When a failure is in the work itself, the Supervisor reproduces it through a gate that does not depend on the daemon, spawns an independent fix-worker, and verifies the result against reality before trusting it.

Independent gate

Reproduce → gate → confirm-live

The failure is reproduced and re-run through a gate that runs without the moderator, then confirmed against the live tree — so a fix is real, not a green-looking accident.

Fix-worker

Moderator-independent, semaphore-gated

A repair worker is spawned outside the daemon and bounded by a semaphore, with a fast git-revert primitive as the always-available floor.

Why it survives

Indestructible by construction.

The Supervisor is built to be the one thing that stays up when everything else is on fire.

Out of process

Owned by launchd, not the daemon

It runs as its own launchd job with run-at-load and keep-alive, so a daemon crash, a wedged epic, or a machine hiccup cannot take the watcher with it.

Zero dependencies

Nothing to break in the core

The core runtime has no npm dependencies — the exact failure class it guards against (a bad install) cannot disable it.

One watcher

Sole guardian, no overlap

It retires the old marathon-watchdog and absorbs the memory reaper into a single authority, closing a process-group leak along the way.

Never blocks

Fail-open, fail-loud

Every path resolves to a safe action and logs it; it recovers silently and pages a human only when it has truly run out of moves.

How it was built

Seven increments, each green before the next.

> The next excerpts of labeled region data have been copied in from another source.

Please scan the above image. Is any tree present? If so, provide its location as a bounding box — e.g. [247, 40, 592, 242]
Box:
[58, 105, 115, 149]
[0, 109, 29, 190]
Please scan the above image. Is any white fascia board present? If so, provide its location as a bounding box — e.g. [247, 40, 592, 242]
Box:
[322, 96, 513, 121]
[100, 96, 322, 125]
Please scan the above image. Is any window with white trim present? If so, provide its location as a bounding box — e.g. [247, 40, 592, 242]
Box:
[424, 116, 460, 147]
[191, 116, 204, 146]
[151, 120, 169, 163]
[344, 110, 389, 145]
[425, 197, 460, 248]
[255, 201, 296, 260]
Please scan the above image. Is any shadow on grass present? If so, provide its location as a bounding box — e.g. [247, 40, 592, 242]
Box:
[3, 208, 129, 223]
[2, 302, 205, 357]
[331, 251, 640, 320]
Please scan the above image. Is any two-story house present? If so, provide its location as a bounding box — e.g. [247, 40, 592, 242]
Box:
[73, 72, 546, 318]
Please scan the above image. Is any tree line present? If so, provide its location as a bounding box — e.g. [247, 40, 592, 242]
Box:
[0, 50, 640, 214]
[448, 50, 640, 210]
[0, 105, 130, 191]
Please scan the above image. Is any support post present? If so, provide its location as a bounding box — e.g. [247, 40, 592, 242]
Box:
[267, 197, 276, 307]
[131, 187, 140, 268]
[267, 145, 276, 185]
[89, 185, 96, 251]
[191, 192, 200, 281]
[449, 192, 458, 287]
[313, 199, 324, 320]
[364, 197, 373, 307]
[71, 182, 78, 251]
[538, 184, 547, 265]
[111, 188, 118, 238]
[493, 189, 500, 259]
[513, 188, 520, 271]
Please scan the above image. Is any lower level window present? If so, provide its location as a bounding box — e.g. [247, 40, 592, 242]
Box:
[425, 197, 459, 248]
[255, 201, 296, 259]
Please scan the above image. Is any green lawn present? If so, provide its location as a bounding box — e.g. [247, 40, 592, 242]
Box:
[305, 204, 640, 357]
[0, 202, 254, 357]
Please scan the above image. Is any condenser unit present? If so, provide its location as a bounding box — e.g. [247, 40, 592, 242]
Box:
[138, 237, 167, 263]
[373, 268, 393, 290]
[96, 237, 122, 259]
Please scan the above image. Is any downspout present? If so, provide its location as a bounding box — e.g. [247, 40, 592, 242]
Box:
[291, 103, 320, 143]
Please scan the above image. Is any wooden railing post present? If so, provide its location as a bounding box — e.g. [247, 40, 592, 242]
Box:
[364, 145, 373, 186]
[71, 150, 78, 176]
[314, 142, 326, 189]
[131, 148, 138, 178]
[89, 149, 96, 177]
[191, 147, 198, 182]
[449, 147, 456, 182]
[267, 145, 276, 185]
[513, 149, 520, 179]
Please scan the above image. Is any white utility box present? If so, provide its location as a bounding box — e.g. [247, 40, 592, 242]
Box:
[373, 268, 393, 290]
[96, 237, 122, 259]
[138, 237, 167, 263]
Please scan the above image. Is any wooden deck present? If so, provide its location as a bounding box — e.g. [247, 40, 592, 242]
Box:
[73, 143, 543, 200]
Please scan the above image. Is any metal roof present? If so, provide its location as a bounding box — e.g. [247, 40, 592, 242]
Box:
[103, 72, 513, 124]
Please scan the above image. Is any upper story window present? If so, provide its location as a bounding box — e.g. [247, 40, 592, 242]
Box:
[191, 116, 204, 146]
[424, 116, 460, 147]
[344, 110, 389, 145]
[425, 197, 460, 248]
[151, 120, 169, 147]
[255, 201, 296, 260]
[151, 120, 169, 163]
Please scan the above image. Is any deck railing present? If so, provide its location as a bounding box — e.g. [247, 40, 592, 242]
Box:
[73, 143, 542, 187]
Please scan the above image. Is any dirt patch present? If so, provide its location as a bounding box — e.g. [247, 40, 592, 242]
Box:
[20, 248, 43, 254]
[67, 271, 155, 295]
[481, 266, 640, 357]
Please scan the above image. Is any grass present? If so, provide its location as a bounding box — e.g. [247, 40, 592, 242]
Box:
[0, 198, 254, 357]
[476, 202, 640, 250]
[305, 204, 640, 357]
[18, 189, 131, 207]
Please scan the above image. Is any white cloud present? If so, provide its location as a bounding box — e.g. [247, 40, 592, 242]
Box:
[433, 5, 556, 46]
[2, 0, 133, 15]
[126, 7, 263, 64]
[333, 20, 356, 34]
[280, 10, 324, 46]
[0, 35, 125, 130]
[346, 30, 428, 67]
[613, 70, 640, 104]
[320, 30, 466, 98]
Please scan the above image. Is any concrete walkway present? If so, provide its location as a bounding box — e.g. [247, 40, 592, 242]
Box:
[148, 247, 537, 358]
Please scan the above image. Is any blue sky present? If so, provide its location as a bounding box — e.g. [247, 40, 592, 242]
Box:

Built by Nyx as a marathon, every increment gated by deterministic tests with injected seams — no live process, model, or launchd in the gate.

01

Core runtime + launchd + README

Dependency-free tick loop, the launchd plist, and the indestructibility contract.

02

Six never-throw detectors

The read-only ground-truth detection layer.

03

Consolidated escalation

One Telegram channel with dedup and exponential backoff.

04

Bounded recovery

Restart, re-pend, kill-zombies, ensure-deps, remerge — with retry ceilings.

05

Self-heal + completion gate + fix-worker

Independent gate re-run and a moderator-independent repair path.

06

Post-incident learning backlog

Every incident persisted to file and DB for the next build to act on.

07

Consolidation + cutover

Sole watcher: retired the watchdog, absorbed the reaper, fixed a process-group leak.